La succession des faunes fournit des chronologies relatives que l'on peut étalonner au moyen des événements paléomagnétiques. La faune de rongeurs récoltée dans la couche G de l'Arago, celle du crâne, suggère alors une date de 320 000 à 350 000 ans. Les grands mammifères donneraient, eux, de 350 000 à 400 000 ans. On voit l'ordre de grandeur ; mais aussi l'ampleur de la fourchette.

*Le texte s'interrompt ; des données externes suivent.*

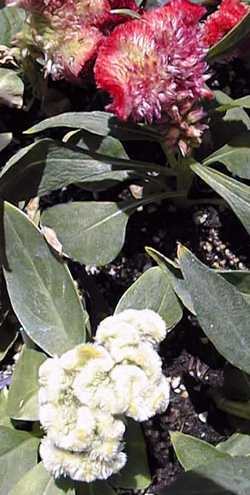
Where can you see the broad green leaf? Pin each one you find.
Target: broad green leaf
(192, 452)
(18, 454)
(93, 232)
(11, 88)
(229, 42)
(42, 292)
(11, 21)
(243, 102)
(4, 417)
(173, 272)
(90, 232)
(236, 445)
(224, 126)
(47, 165)
(222, 311)
(238, 278)
(5, 139)
(23, 394)
(135, 475)
(235, 156)
(237, 195)
(228, 476)
(153, 290)
(100, 123)
(38, 481)
(105, 145)
(8, 335)
(95, 488)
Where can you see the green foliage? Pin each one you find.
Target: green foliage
(236, 194)
(11, 21)
(135, 475)
(153, 290)
(23, 394)
(11, 88)
(41, 289)
(18, 454)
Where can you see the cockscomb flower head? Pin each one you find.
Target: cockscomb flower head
(86, 394)
(154, 70)
(218, 24)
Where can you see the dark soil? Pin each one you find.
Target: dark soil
(190, 361)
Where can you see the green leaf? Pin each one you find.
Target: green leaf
(100, 123)
(47, 165)
(239, 278)
(18, 454)
(42, 292)
(192, 452)
(23, 394)
(235, 156)
(225, 126)
(229, 42)
(38, 481)
(135, 475)
(243, 102)
(237, 195)
(11, 88)
(5, 139)
(236, 445)
(94, 232)
(229, 476)
(11, 21)
(153, 290)
(8, 335)
(4, 417)
(90, 232)
(221, 310)
(95, 488)
(105, 145)
(175, 277)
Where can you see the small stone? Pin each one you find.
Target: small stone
(203, 417)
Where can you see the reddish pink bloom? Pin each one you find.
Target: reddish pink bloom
(190, 12)
(218, 24)
(154, 69)
(75, 54)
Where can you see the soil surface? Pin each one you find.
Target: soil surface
(190, 361)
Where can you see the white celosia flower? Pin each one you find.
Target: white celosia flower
(93, 376)
(85, 395)
(151, 326)
(143, 355)
(113, 331)
(78, 357)
(78, 466)
(54, 380)
(109, 427)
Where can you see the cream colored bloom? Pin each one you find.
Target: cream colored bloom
(77, 358)
(143, 355)
(86, 393)
(150, 325)
(113, 331)
(78, 466)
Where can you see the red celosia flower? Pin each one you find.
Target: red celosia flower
(154, 68)
(190, 12)
(76, 53)
(229, 13)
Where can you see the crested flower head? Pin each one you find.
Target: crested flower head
(86, 394)
(218, 24)
(154, 69)
(78, 465)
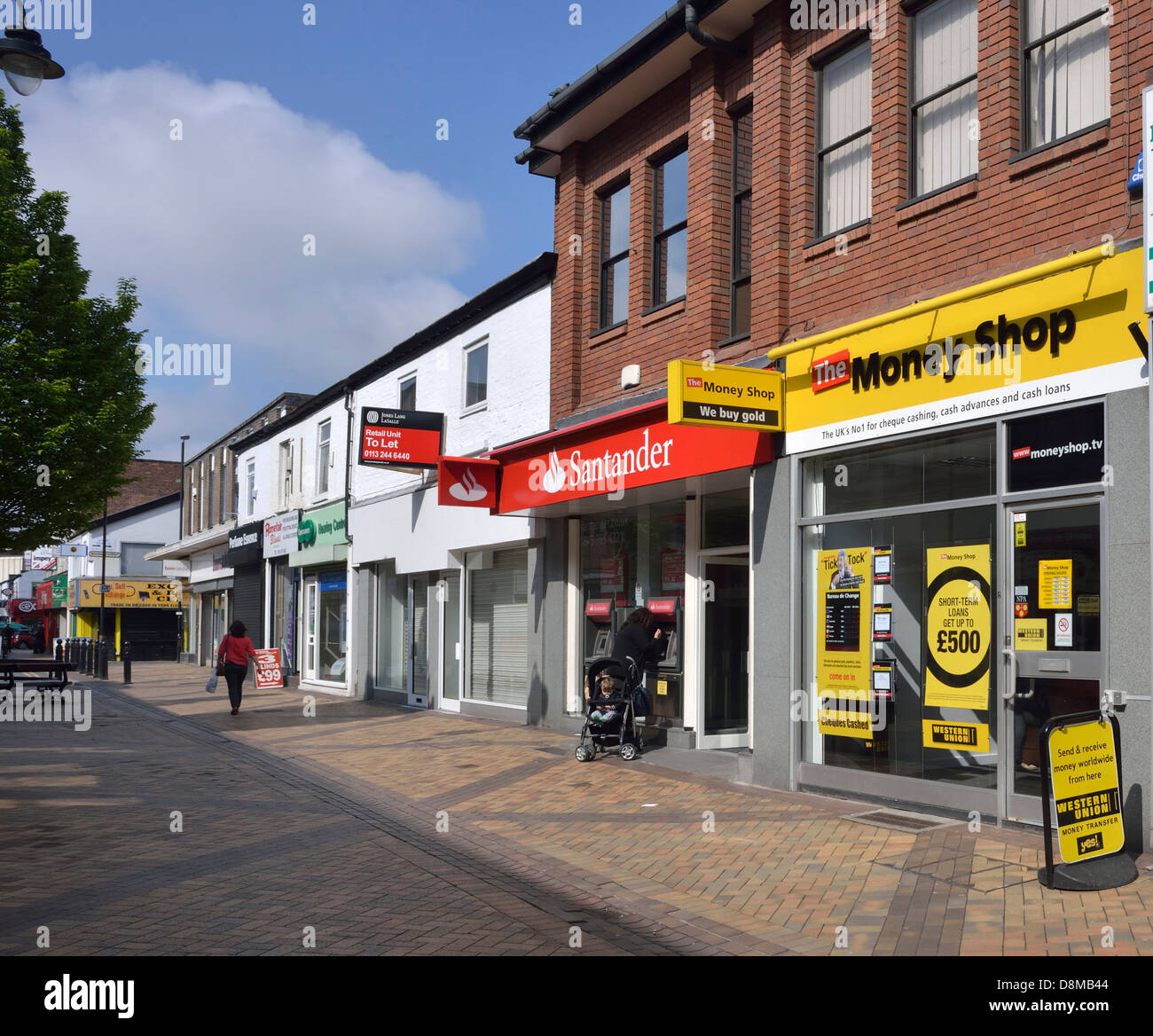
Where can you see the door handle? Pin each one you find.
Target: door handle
(1010, 658)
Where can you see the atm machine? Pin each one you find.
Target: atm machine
(599, 629)
(665, 678)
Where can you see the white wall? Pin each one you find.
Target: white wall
(518, 388)
(304, 494)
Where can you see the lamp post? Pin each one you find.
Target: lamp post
(23, 58)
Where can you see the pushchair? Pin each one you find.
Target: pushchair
(619, 730)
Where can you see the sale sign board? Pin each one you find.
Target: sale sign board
(400, 437)
(268, 667)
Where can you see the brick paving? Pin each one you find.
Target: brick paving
(333, 820)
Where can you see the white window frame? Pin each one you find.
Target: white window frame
(250, 475)
(482, 404)
(323, 460)
(404, 380)
(284, 494)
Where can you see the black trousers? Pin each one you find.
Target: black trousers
(235, 676)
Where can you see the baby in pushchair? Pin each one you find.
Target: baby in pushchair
(609, 710)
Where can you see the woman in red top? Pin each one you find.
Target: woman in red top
(234, 652)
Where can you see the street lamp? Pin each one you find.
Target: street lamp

Parmi les méthodes de datation absolue, il faut écarter les plus classiques. Le carbone 14 a une période trop courte : ses taux deviennent donc trop faibles au-delà de 30 000 à 40 000 ans. Le potassium-argon, si utile dans les gisements très anciens d'Afrique orientale, ne peut dater que des dépôts volcaniques, inexistants à Tautavel.

Écarts

On a donc essayé de travailler avec les séries de désintégration de l'uranium : mesurer, par exemple, le rapport entre l'activité de l'ionium (thorium 230) et celle de son père, l'uranium 234. Les matériaux carbonatés de l'Arago devaient convenir. Mais les résultats deviennent incertains au-delà de 350 000 à 375 000 ans, âge correspondant à quatre ou cinq périodes de l'ionium (75 000 ans). Cela paraît donc un peu juste pour l'Arago. Surtout, ces résultats ont été des plus disparates : de grands écarts sont apparus à la fois entre laboratoires et dans les mesures d'un même laboratoire. Les dates peuvent ainsi varier de 84 000 à 350 000 ans pour la couche du crâne. Une tentative de datation du crâne entier par comptage des émissions gamma a bien donné 455 000 ans, mais avec des marges d'erreur étonnantes : moins 210 000 ans et plus l'infini. Conclusion du chercheur : le crâne a plus de 250 000 ans.

Perturbations

En général, la couche où gisait le crâne a tendance à fournir des dates plus jeunes que les couches situées au-dessus d'elle. Il semble que beaucoup de perturbations y ont eu lieu : lessivages, migrations d'uranium, fixation à des taux différents selon les os. Tout cela reste mal éclairci.